Tudo começou quando o líder parlamentar do PSD, Fernando Negrão, quis lembrar a António Costa que a “fuga” de portugueses para o estrangeiro não acabou com a chegada do PS ao Governo. E que, em 2016, primeiro ano completo do Governo de António Costa, ainda saíram 100 mil pessoas. Anda perto dos factos: segundo o INE foram 97 151 os portugueses a ir viver para o estrangeiro.
Costa não negou esse número, mas justificou que 2016 foi “o ano em que pela primeira vez diminuiu o número de saídas em vários anos”. E até apontou qual foi essa redução entre 2015 (último ano do Governo de Passos Coelho) e 2016 (primeiro ano completo do Governo de António Costa): menos 10 mil pessoas terão saído do país.
O que está em causa?
A discussão em torno da saída de emigrantes do país para viverem no estrangeiro está carregada de simbolismo político. O PS e os seus parceiros de esquerda atacam várias vezes a oposição por, durante o Governo PSD/CDS milhares de portugueses terem abandonado o país à procura de melhores condições no estrangeiro. Mais: as palavras de Passos Coelho de incentivo à emigração dos jovens são também utilizadas como arremesso político. De tal forma que Costa até quer, no Orçamento para 2019, criar incentivos para que estes emigrantes regressem.
Apesar de ser consensual que atualmente saem menos jovens (isso tanto PSD como Governo reconhecem), o que é preciso verificar é se, de facto, como disse o primeiro-ministro essa queda só começou em 2016, o primeiro ano do seu Governo. E, num segundo momento, se essa quebra foi de menos 10 mil pessoas de 2015 para 2016.
Quais são os factos?
Os números mostram que António Costa errou em praticamente tudo o que disse. Fernando Negrão arredondou quando disse que saíram 100 mil portugueses em 2016. Foram 91.751, podendo considerar-se a premissa desta discussão correta.
Já António Costa começa por dizer que 2016 foi “o ano em que pela primeira vez diminuiu o número de saídas em vários anos”. De acordo com dados do Instituto Nacional de Estatística e da PORDATA, o ano em que cai pela primeira vez, e de forma mais significativa, o número de portugueses que emigraram foi em 2015, último ano do Governo de Passos Coelho. Em 2014, último ano do programa de ajustamento, saíram do país 134.624 portugueses, mas em 2015 saíram menos 33.421 pessoas do país. Ou seja o ano em que pela primeira vez diminui não foi 2016, foi 2015. A queda registada no último ano de governo PSD/CDS é, aliás, em termos absolutos e em percentagem (perto dos 25%) superior a qualquer redução conseguida durante o Governo de Costa.

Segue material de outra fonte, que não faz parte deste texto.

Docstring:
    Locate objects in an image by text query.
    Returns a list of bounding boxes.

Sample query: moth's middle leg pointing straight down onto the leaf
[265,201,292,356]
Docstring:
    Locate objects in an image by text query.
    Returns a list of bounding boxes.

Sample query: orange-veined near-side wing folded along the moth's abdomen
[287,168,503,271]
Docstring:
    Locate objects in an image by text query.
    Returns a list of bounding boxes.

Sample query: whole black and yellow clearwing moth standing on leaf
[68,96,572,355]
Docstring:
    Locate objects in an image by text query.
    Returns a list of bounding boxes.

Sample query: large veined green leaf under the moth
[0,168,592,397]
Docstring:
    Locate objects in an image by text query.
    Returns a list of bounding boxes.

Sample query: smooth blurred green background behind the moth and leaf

Olhando para os números, Costa volta a errar quando diz que em 2016 houve menos 10 mil portugueses a emigrar do que em 2015. Na verdade, olhando aos números a redução foi menos de metade disso: foram “apenas” menos 4.052 portugueses que emigraram em 2016 face a 2015.
Costa podia estar a referir-se, por exemplo, apenas ao emigrante permanente (que permanece por um ou mais anos no país estrangeiro), mas por esse critérios os números ainda estariam mais errados, como se pode verificar pelos dados do INE numa tabela (ver abaixo) da Pordata.
Só mesmo no fim da declaração sobre a saída de emigrantes é que António Costa disse algo que os factos comprovam. O primeiro-ministro disse que “em 2017, foi mesmo o primeiro ano desde o início da crise em que tivemos um saldo migratório positivo”. É verdade. O saldo migratório em 2017 (4,9) foi o primeiro positivo desde 2011, ano do início do resgate da troika. Segundo dados do INE, o saldo migratório foi sempre negativo desde então e até 2017: em 2011 foi de -24,3%, em 2012 de -37, 3%, em 2013 foi de 36,2%, em 2014 foi de -30%, em 2015 foi de -10,5%, em 2016 foi de -8,3%. No entanto, se for considerado que o início da crise foi em 2008/2009, é preciso referir que o saldo migratório foi positivo quer em 2008 (9,4%), quer em 2009 (15,4%), quer em 2010 (3,8%). Dessa forma, até nesta declaração Costa está errado.
Conclusão
Costa quis defender-se com números, dizendo que a saída de portugueses do país começou a cair no seu primeiro ano de Governo. Mas os factos dizem o contrário: a maior queda foi em 2015, último ano de Passos Coelho e o primeiro completo sem programa de ajustamento. Costa chega ao Governo nesse ano, mas só no final de novembro, não tendo as políticas do executivo socialista impacto nessa redução. É certo que o PS conseguiu que o número fosse descendo todos os anos e que até promete políticas para que os emigrantes regressem, mas não foi isso que Costa utilizou como argumento. Recorreu a números que estão errados.